Oregon's privacy statute, Or. Rev. Stat. § 163.700 (1997) reads in pertinent part:
(1) Except as provided in ORS 163.702 [enumerated exceptions], a person commits the crime of invasion of personal privacy if:
(a) The person knowingly makes or records a photograph, motion picture, videotape or other visual recording of another person in a state of nudity without the consent of the person being recorded; and
(b) At the time the visual recording is made or recorded the person being recorded is in a place and circumstances where the person has a reasonable expectation of personal privacy.
The North Dakota statute addressing the possession or distribution of certain photographs or other visual representations, N.D. Cent. Code § 12.1-31-08 (Michie 1997), states in relevant part:
A person is guilty of a class A misdemeanor if, knowing of its character and content, a person surreptitiously acquires and knowingly possesses or distributes any photograph or other visual representation that exhibits a nude or partially denuded human figure. . .without the individual's written consent. . . . This section does not apply to any book,. . .photograph, video recording, motion picture film, or other visual representation sold in the normal course of business through wholesale or retail outlets that possess a valid sales tax permit or used by a licensed attorney's, attorney's agent, or any other person obtaining evidence for a criminal investigation or pending civil action, or by a medical professional or a peace officer acting within that person's scope of employment.
[1] All subsequent references to the Wisconsin Statutes refer to the 1997-98 volumes unless otherwise indicated.
[2] More specifically, the incident related in the letter to Representative Harsdorf explained that the young women were foreign exchange students whom the individual was hosting in his residence.
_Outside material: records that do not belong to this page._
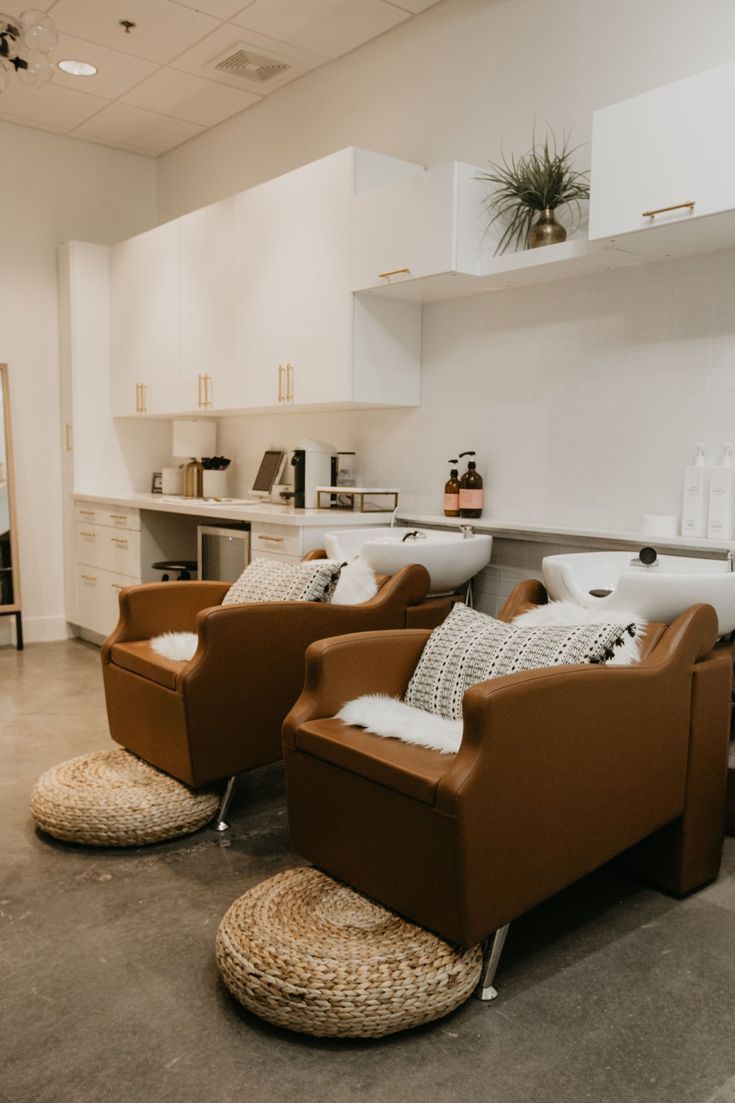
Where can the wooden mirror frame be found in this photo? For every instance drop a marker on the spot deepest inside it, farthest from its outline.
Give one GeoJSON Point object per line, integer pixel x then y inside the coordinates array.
{"type": "Point", "coordinates": [12, 609]}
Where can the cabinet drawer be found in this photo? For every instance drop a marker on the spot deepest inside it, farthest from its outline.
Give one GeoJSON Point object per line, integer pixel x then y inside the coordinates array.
{"type": "Point", "coordinates": [97, 604]}
{"type": "Point", "coordinates": [284, 539]}
{"type": "Point", "coordinates": [116, 516]}
{"type": "Point", "coordinates": [108, 548]}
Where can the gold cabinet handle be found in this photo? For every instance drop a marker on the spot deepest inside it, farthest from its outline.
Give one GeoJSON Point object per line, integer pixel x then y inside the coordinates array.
{"type": "Point", "coordinates": [677, 206]}
{"type": "Point", "coordinates": [394, 271]}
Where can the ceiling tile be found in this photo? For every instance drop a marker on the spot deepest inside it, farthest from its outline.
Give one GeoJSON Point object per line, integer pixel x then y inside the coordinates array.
{"type": "Point", "coordinates": [163, 29]}
{"type": "Point", "coordinates": [329, 28]}
{"type": "Point", "coordinates": [413, 6]}
{"type": "Point", "coordinates": [145, 131]}
{"type": "Point", "coordinates": [221, 9]}
{"type": "Point", "coordinates": [117, 73]}
{"type": "Point", "coordinates": [60, 107]}
{"type": "Point", "coordinates": [189, 97]}
{"type": "Point", "coordinates": [199, 60]}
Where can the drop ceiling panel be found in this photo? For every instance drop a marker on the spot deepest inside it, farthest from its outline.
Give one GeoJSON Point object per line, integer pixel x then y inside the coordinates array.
{"type": "Point", "coordinates": [60, 107]}
{"type": "Point", "coordinates": [163, 29]}
{"type": "Point", "coordinates": [189, 97]}
{"type": "Point", "coordinates": [116, 73]}
{"type": "Point", "coordinates": [132, 128]}
{"type": "Point", "coordinates": [199, 60]}
{"type": "Point", "coordinates": [329, 28]}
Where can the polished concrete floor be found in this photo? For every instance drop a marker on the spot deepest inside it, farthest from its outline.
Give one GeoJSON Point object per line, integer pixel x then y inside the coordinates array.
{"type": "Point", "coordinates": [109, 993]}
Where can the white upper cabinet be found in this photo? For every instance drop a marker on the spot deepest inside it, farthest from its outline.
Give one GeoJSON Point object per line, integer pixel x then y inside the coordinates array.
{"type": "Point", "coordinates": [208, 274]}
{"type": "Point", "coordinates": [302, 338]}
{"type": "Point", "coordinates": [663, 161]}
{"type": "Point", "coordinates": [427, 224]}
{"type": "Point", "coordinates": [145, 301]}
They were unaware he was videotaping them while they engaged in their bathroom routines.
This is strikingly similar to the facts in this case. The defendant admits that he secretly positioned himself outside of his ex-girlfriend's house, on the roof of the house and in a tree. From these positions, he videotaped her while she was in the privacy of her bedroom and bathroom.
[3] The defense argues that this construction does not cure the constitutional defect because the statute might still infringe on an artist's right to draw from imagination a person nude in a place where the person has a reasonable expectation of privacy. I do not think this construction permits such an application, because an individual does not have a right to privacy or a reasonable expectation of privacy in an artist's imagination. On the other hand, the state may constitutionally prohibit an artist from perching himself outside an individual's bedroom window in order to secretly observe and create a likeness of that person.
The majority also argues that the State's limiting construction renders the statute internally inconsistent, because by definition a person depicted nude in the original need not be contemporaneously present during reproduction of the image. Majority op. at ¶ 38. However, no inconsistency results if "reproduction" is understood to refer only to an image that was initially obtained in a violation of privacy during which the victim was "contemporaneously present."